Potential abuse could include humiliating videos, fake compromising situations, fabricated historical context or deepfake video pornography. The larger concern is that media could become harder to interpret without deeper context, especially as AI-generated video becomes more fluid and eventually real-time.

Movie Gen is not the only model to show how little input can be needed. In April, Microsoft demonstrated VASA-1, which can create a photorealistic video of a person talking from a single photo and a single audio track. Movie Gen goes further by placing a deepfaked person inside a video scene, whether AI-generated or otherwise, though it does not appear to generate or synchronize speech yet.

Editing And Sound Move The Technology Forward

Movie Gen is also designed for editing existing video. Meta showed a component that can make precise changes based on text instructions.
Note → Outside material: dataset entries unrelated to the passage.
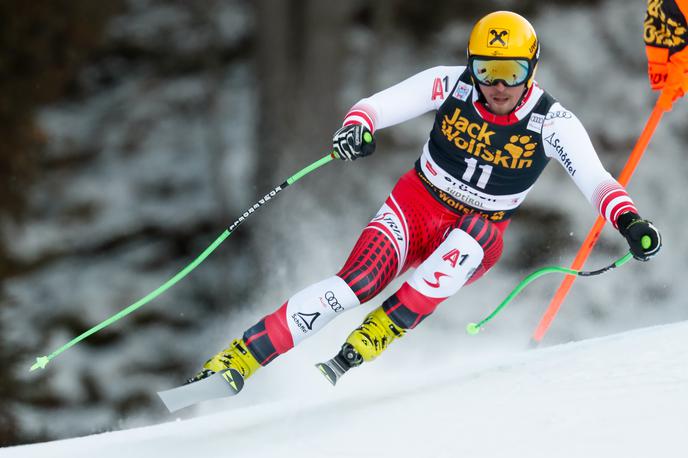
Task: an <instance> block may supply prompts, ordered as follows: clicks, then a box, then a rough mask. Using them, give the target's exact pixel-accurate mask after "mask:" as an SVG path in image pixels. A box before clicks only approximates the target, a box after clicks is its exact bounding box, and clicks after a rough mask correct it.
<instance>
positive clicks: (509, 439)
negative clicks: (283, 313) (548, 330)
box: [0, 322, 688, 458]
mask: <svg viewBox="0 0 688 458" xmlns="http://www.w3.org/2000/svg"><path fill="white" fill-rule="evenodd" d="M476 339H487V340H490V335H489V334H483V335H481V336H479V337H476ZM381 361H382V360H381ZM376 364H379V363H378V362H376ZM396 366H397V368H396V369H394V370H387V371H385V372H384V374H382V373H378V372H377V371H375V370H372V369H371V368H372V367H373V365H370V366H369V367H368V368H366V367H365V366H364V367H362V368H359V369H356V370H355V371H352V372H351V373H350V374H347V378H345V379H343V380H342V382H341V384H340V385H339V386H338V387H337V388H336V389H332V388H331V387H329V386H328V384H327V382H326V381H325V380H324V379H322V380H320V375H318V374H317V372H316V370H315V369H313V370H312V371H306V373H304V374H303V376H302V378H303V380H302V381H303V383H302V385H301V388H300V389H292V392H291V394H290V395H289V396H288V399H287V400H283V401H269V402H265V403H263V404H257V405H253V406H243V407H242V406H241V403H237V404H234V403H233V402H232V401H234V400H228V402H226V403H222V404H221V407H222V409H223V411H222V412H220V413H214V414H210V415H204V416H200V417H197V418H190V419H187V420H183V421H181V420H180V421H171V422H169V423H165V424H161V425H157V426H150V427H143V428H137V429H131V430H127V431H119V432H112V433H105V434H97V435H93V436H88V437H83V438H77V439H69V440H63V441H56V442H50V443H44V444H35V445H29V446H20V447H13V448H6V449H2V450H0V456H2V457H3V458H23V457H31V458H37V457H51V458H59V457H69V458H74V457H81V456H83V457H92V456H98V457H100V458H110V457H113V458H114V457H117V458H121V457H123V456H124V457H127V458H134V457H146V458H149V457H153V456H164V457H182V456H183V457H188V456H228V457H239V456H241V457H247V456H250V457H252V458H257V457H277V456H281V457H291V456H294V457H300V458H302V457H323V456H327V457H330V456H333V457H357V458H358V457H370V456H375V457H406V456H414V457H471V458H478V457H491V458H493V457H495V458H501V457H526V456H527V457H529V458H534V457H548V458H549V457H558V458H565V457H576V458H579V457H586V458H589V457H624V458H633V457H648V456H653V457H663V458H665V457H685V456H688V440H687V439H686V434H687V433H688V415H687V414H688V322H684V323H677V324H671V325H664V326H658V327H652V328H646V329H641V330H637V331H631V332H626V333H623V334H617V335H613V336H610V337H604V338H598V339H593V340H588V341H582V342H577V343H571V344H566V345H560V346H556V347H550V348H546V349H538V350H532V351H525V350H524V351H520V350H518V351H515V352H508V351H502V352H497V353H496V354H494V352H493V354H492V355H490V356H485V357H484V358H482V359H479V360H477V361H475V362H472V363H471V364H469V365H468V366H462V365H460V364H454V363H448V364H447V365H446V367H444V368H442V367H440V366H439V365H437V366H436V367H434V368H433V369H432V370H428V371H425V372H423V373H420V374H414V373H412V372H411V371H410V370H411V369H412V367H413V366H409V365H401V366H403V367H399V366H400V365H399V364H397V365H396ZM267 373H268V372H267V371H265V374H267ZM288 374H290V375H291V377H299V376H301V375H300V374H299V373H298V372H296V371H295V370H294V368H293V367H292V368H291V372H289V373H288ZM256 377H258V376H256ZM256 382H258V380H257V379H256ZM256 385H260V384H259V383H256V384H255V385H253V386H252V385H251V384H249V385H248V386H247V388H246V390H245V392H244V393H242V396H243V395H247V396H248V397H251V396H254V395H255V393H252V394H249V393H250V391H252V388H256ZM240 397H241V396H240ZM235 399H236V400H238V399H239V398H235ZM232 406H234V407H232ZM211 407H213V408H218V407H220V406H215V405H213V406H211ZM204 408H208V406H207V405H206V406H205V407H204ZM171 418H172V417H171Z"/></svg>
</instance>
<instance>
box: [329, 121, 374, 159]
mask: <svg viewBox="0 0 688 458" xmlns="http://www.w3.org/2000/svg"><path fill="white" fill-rule="evenodd" d="M332 149H333V150H334V152H335V153H336V155H337V157H338V158H339V159H342V160H344V161H353V160H356V159H358V158H359V157H363V156H369V155H371V154H373V152H374V151H375V138H374V137H373V134H372V133H371V132H370V131H369V130H368V129H367V128H366V127H364V126H362V125H360V124H350V125H348V126H344V127H342V128H341V129H339V130H338V131H337V132H335V133H334V136H333V137H332Z"/></svg>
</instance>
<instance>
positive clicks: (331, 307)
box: [325, 291, 344, 313]
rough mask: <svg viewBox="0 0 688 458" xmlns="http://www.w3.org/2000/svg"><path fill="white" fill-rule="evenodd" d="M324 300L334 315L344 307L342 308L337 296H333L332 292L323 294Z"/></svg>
mask: <svg viewBox="0 0 688 458" xmlns="http://www.w3.org/2000/svg"><path fill="white" fill-rule="evenodd" d="M325 300H326V301H327V305H329V306H330V308H331V309H332V310H333V311H334V312H335V313H339V312H341V311H343V310H344V307H342V304H340V303H339V300H337V296H335V295H334V293H333V292H332V291H328V292H326V293H325Z"/></svg>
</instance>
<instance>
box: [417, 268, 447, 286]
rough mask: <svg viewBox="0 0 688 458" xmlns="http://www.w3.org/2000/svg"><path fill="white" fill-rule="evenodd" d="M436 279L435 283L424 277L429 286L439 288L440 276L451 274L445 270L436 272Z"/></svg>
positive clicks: (441, 277)
mask: <svg viewBox="0 0 688 458" xmlns="http://www.w3.org/2000/svg"><path fill="white" fill-rule="evenodd" d="M434 276H435V281H434V283H430V282H429V281H428V280H427V279H425V278H424V279H423V281H424V282H425V283H427V285H428V286H430V287H431V288H439V287H440V278H442V277H448V276H449V275H447V274H445V273H444V272H435V274H434Z"/></svg>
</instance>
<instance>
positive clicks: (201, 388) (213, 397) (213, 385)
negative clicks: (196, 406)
mask: <svg viewBox="0 0 688 458" xmlns="http://www.w3.org/2000/svg"><path fill="white" fill-rule="evenodd" d="M243 387H244V378H243V377H242V376H241V374H239V372H237V371H236V370H235V369H229V370H226V371H223V372H216V373H214V374H212V375H211V376H209V377H206V378H204V379H202V380H199V381H197V382H193V383H189V384H186V385H182V386H178V387H176V388H172V389H169V390H166V391H159V392H158V396H160V399H161V400H162V402H163V403H164V404H165V407H167V410H169V411H170V412H176V411H177V410H180V409H183V408H184V407H189V406H192V405H194V404H198V403H199V402H203V401H209V400H211V399H218V398H226V397H228V396H235V395H237V394H238V393H239V392H240V391H241V389H242V388H243Z"/></svg>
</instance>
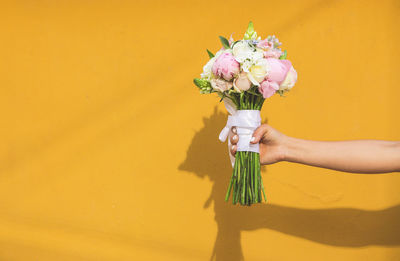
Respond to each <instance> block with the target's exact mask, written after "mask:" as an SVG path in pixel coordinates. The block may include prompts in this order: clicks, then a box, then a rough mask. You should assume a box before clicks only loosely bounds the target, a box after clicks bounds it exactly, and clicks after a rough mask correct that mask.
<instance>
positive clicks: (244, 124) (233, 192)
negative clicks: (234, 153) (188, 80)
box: [194, 22, 297, 206]
mask: <svg viewBox="0 0 400 261" xmlns="http://www.w3.org/2000/svg"><path fill="white" fill-rule="evenodd" d="M219 38H220V40H221V43H222V48H221V49H220V50H219V51H218V52H217V53H216V54H215V55H214V54H213V53H212V52H211V51H209V50H208V49H207V53H208V55H209V57H210V60H209V61H208V62H207V64H206V65H205V66H204V67H203V73H202V74H201V78H196V79H194V84H195V85H196V86H197V87H198V88H199V89H200V93H202V94H209V93H217V94H218V96H219V97H220V98H221V101H224V104H225V107H226V108H227V110H228V112H229V113H230V116H228V121H227V124H226V126H225V128H224V129H223V130H222V131H221V133H220V136H219V139H220V140H221V141H225V140H226V139H227V137H228V134H229V130H230V128H231V127H232V126H236V130H237V134H238V136H239V142H238V144H237V152H236V157H235V158H234V159H233V160H232V166H233V173H232V176H231V179H230V182H229V185H228V189H227V192H226V196H225V201H228V200H229V197H230V195H231V194H232V203H233V204H237V203H239V204H241V205H248V206H250V205H251V204H253V203H260V202H262V199H263V197H264V199H265V201H266V197H265V191H264V186H263V181H262V177H261V171H260V154H259V144H251V143H250V140H251V138H252V134H253V132H254V130H255V129H256V128H257V127H258V126H260V125H261V117H260V110H261V108H262V106H263V103H264V101H265V99H268V98H270V97H271V96H272V95H273V94H275V93H278V94H279V95H281V96H284V95H285V93H286V92H288V91H289V90H290V89H291V88H292V87H293V86H294V84H295V82H296V80H297V72H296V70H295V69H294V68H293V66H292V64H291V62H290V61H289V60H287V59H286V57H287V52H286V51H282V50H281V49H280V48H279V47H280V46H281V43H280V42H279V41H278V39H277V38H276V37H275V36H268V37H267V38H266V39H263V40H262V39H261V37H258V36H257V33H256V32H255V31H254V27H253V23H252V22H250V23H249V25H248V28H247V31H246V32H245V34H244V37H243V39H241V40H237V41H235V40H233V38H232V36H231V37H230V39H229V40H228V39H226V38H224V37H222V36H220V37H219Z"/></svg>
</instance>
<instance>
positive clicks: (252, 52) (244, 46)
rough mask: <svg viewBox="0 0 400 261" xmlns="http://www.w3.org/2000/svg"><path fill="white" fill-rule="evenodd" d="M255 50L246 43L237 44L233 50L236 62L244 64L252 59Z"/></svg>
mask: <svg viewBox="0 0 400 261" xmlns="http://www.w3.org/2000/svg"><path fill="white" fill-rule="evenodd" d="M253 50H254V49H253V48H251V47H250V45H249V44H248V43H247V42H245V41H240V42H237V43H236V44H235V45H234V46H233V49H232V54H233V56H235V59H236V61H238V62H239V63H243V62H244V61H245V60H246V59H249V58H251V56H252V53H253V52H254V51H253Z"/></svg>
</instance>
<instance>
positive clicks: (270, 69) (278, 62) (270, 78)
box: [267, 58, 292, 85]
mask: <svg viewBox="0 0 400 261" xmlns="http://www.w3.org/2000/svg"><path fill="white" fill-rule="evenodd" d="M267 61H268V69H269V70H268V76H267V80H269V81H270V82H276V83H278V84H279V85H280V84H281V83H282V82H283V81H284V80H285V78H286V75H287V74H288V72H289V70H290V68H292V63H291V62H290V61H289V60H279V59H276V58H268V59H267Z"/></svg>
Those edits can be local, such as adding or removing elements. They can also be broader changes, such as altering the background or overall style of a video.

Sound is another major part of the preview. Earlier video synthesis models have commonly produced silent clips, but Meta is using a separate audio-generation model to create ambient sound, sound effects and instrumental background music matched to video content from text prompts.

Meta says the audio model can generate sound for videos of any length while keeping the audio coherent throughout. If that works reliably, AI video would move closer to complete media generation rather than silent visual drafts.

Limits, Training Data And Creator Feedback

Meta acknowledges that the current models still have limitations. The company plans to speed up video-generation time and improve overall quality by scaling up the models further.

Training data is another important question. Meta says the models were trained on a combination of “licensed and publicly available datasets.” The source article notes that this very likely includes videos uploaded by Facebook and Instagram users over the years, while identifying that point as speculation based on Meta’s current policies and previous behavior.

Meta also released a research paper with more detail on how the Movie Gen models work. In addition, the company plans to collaborate with filmmakers and creators so their feedback can shape future versions.

That feedback may not be universally positive. The source article points to warnings from the SAG-AFTRA actor’s union last year and divisive reactions to video synthesis from some industry professionals. Movie Gen may be pitched as a creative tool, but its most consequential impact could be the way it changes trust, consent and authorship around video.